Come sappiamo, il fido è un onere assunto da una banca che si impegna a mettere a disposizione del suo cliente una cifra pattuita come tetto massimo, o di assumere, per conto del correntista stesso, un’obbligazione nei confronti di un terzo. Attenzione comunque, anche in questo caso, a non superare la soglia pattuita poiché, diversamente, il conto corrente risulterà effettivamente in rosso, (definizione peraltro inizialmente utilizzata solo per lo sconfinamento proprio da fido, passata poi ad indicare in generale un passivo) e le conseguenze saranno le stesse.

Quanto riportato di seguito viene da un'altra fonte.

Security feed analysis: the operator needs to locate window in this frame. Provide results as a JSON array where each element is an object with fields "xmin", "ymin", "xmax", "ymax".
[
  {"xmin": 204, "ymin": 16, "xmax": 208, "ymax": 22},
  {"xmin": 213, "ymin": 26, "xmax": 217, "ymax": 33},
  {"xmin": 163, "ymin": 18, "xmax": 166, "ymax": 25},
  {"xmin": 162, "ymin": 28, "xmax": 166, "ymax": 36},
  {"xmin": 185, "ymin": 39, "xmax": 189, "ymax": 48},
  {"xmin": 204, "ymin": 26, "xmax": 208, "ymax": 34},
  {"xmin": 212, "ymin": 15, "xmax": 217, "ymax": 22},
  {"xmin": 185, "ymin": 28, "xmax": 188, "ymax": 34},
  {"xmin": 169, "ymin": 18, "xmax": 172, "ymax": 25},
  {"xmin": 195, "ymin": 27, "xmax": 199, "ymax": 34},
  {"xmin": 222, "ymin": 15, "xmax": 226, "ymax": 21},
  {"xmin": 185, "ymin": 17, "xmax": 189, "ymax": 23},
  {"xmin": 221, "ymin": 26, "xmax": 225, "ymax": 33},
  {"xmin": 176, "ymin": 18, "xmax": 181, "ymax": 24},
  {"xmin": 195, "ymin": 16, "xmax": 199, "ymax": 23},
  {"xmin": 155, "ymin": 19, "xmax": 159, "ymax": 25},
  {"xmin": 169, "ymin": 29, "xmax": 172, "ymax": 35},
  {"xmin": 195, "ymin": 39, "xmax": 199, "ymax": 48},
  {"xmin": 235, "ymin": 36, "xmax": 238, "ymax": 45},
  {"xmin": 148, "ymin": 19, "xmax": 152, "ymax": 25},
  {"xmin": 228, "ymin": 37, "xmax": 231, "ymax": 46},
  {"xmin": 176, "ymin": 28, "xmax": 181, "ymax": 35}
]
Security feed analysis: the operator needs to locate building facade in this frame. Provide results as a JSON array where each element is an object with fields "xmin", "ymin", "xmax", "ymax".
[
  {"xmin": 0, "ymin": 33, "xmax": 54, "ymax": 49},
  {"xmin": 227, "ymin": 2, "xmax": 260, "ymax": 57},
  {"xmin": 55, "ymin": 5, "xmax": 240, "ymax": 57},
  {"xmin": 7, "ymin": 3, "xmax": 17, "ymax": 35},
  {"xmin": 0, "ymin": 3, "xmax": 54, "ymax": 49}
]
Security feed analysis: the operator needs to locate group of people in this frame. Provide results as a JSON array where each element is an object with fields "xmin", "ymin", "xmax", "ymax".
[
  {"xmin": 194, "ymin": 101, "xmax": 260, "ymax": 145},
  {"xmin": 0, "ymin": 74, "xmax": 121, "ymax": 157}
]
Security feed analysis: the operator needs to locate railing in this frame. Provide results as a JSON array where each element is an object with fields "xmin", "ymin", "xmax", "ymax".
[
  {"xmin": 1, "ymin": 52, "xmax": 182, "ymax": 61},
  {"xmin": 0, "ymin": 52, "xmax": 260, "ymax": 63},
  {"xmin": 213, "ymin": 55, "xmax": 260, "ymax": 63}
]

Per concludere, ricordiamo che gli interessi che i correntisti in rosso devono pagare alla banca in linea di massima, sono piuttosto elevati sullo scoperto di conto, aumentando ancora di più se lo sconfinamento è superiore a quello per cui il fido era stato concesso. Inoltre, gli interessi debitori non esaurirebbero tutte le pendenze all’istituto di credito che sarebbe creditore anche di diverse altre commissioni e spese legate allo scoperto, alle comunicazioni, ai conteggi, alle tenute conto, e così via, con metodi di calcolo fra i più svariati, oltre all’eventuale inibizione anche di emettere assegni.